For a time a stylized exit at the end of tests was popular. Rather than simply leaving on a long rein, the riders would make a 10 meter circle in front of A and depart straight out the center line. If you had just completed your Olympic ride and with doffed top hat were acknowledging the crowd’s accolades, that worked fine. If you had just done a 55% Beginner Novice test, chances are the judge was just wishing you would please go away as expeditiously as possible!

A craze which swept the Eventing world in 1974 was the figure 8 noseband. Its ubiquity sprang from a photo on the cover of the USCTA News honoring our gold medal eventing team, all wearing figure 8s in their group portrait. This fashion statement was soon after cast aside by “pure” dressage riders when word got around, true or not, that older judges viewed a horse wearing one unfavorably, assuming he needed it because he pulled and was heavy.

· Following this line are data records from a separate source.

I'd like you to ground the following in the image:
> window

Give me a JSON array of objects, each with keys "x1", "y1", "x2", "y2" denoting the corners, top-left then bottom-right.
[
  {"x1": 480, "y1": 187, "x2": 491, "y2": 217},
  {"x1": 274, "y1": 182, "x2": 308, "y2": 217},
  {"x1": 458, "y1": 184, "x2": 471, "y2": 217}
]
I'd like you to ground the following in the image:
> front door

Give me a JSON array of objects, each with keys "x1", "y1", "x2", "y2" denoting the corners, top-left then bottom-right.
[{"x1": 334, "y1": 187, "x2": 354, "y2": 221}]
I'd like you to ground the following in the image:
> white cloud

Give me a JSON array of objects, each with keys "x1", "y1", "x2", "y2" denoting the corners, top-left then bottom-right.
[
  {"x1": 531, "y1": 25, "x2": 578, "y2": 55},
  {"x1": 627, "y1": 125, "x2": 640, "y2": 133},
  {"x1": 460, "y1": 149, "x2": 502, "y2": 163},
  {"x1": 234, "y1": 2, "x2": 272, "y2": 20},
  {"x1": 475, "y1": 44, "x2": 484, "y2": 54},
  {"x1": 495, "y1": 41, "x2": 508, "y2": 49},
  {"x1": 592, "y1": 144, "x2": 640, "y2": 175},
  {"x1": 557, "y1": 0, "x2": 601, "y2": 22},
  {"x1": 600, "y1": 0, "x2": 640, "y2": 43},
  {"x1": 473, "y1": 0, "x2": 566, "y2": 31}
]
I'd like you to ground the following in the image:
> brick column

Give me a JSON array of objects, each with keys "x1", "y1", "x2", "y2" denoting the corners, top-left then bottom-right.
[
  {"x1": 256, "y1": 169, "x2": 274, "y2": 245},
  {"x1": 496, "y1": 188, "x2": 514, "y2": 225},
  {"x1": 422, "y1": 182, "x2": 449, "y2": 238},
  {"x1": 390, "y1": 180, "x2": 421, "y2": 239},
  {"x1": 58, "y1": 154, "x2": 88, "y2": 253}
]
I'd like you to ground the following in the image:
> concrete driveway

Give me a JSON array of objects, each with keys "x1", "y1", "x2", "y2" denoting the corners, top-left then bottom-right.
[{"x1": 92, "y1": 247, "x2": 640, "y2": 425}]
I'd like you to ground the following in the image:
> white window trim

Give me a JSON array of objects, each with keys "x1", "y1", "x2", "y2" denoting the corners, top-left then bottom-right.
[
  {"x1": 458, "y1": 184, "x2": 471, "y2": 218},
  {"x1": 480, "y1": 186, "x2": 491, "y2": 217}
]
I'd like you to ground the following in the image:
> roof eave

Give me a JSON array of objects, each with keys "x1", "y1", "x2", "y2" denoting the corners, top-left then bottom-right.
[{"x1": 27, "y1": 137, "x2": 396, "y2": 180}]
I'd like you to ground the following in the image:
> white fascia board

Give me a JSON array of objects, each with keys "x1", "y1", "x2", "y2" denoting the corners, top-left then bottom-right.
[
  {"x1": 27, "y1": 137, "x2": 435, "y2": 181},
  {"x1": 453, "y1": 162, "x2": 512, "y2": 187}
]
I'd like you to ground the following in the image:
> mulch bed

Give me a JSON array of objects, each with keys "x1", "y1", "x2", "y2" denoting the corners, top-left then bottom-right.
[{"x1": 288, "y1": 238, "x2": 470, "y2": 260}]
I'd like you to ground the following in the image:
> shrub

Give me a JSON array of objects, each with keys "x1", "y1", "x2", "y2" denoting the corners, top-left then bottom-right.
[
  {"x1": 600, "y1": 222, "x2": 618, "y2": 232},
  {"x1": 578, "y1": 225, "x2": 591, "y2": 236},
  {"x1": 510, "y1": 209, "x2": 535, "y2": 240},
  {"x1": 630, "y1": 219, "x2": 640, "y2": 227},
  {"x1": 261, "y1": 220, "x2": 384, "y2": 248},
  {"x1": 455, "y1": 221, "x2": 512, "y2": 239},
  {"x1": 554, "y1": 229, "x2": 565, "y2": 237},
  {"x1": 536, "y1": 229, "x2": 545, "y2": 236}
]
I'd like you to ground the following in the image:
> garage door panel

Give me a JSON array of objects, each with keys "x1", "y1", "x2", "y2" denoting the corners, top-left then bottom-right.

And finally, let’s not leave out all those contented twirlers who, having drunk the Kool-Aid, shelled out $42.60 for a carrot stick plus $18.60 for a savvy string . (Note: on the website both for $59.93, a savings of $1.27) No doubt, to be in the mode they had overlooked my own on-line store which offers:

The Celery Schtick . . . “It works as well as any other vegetable training aid but it’s totally organic, and because it’s grown locally, it’s CHEAP.”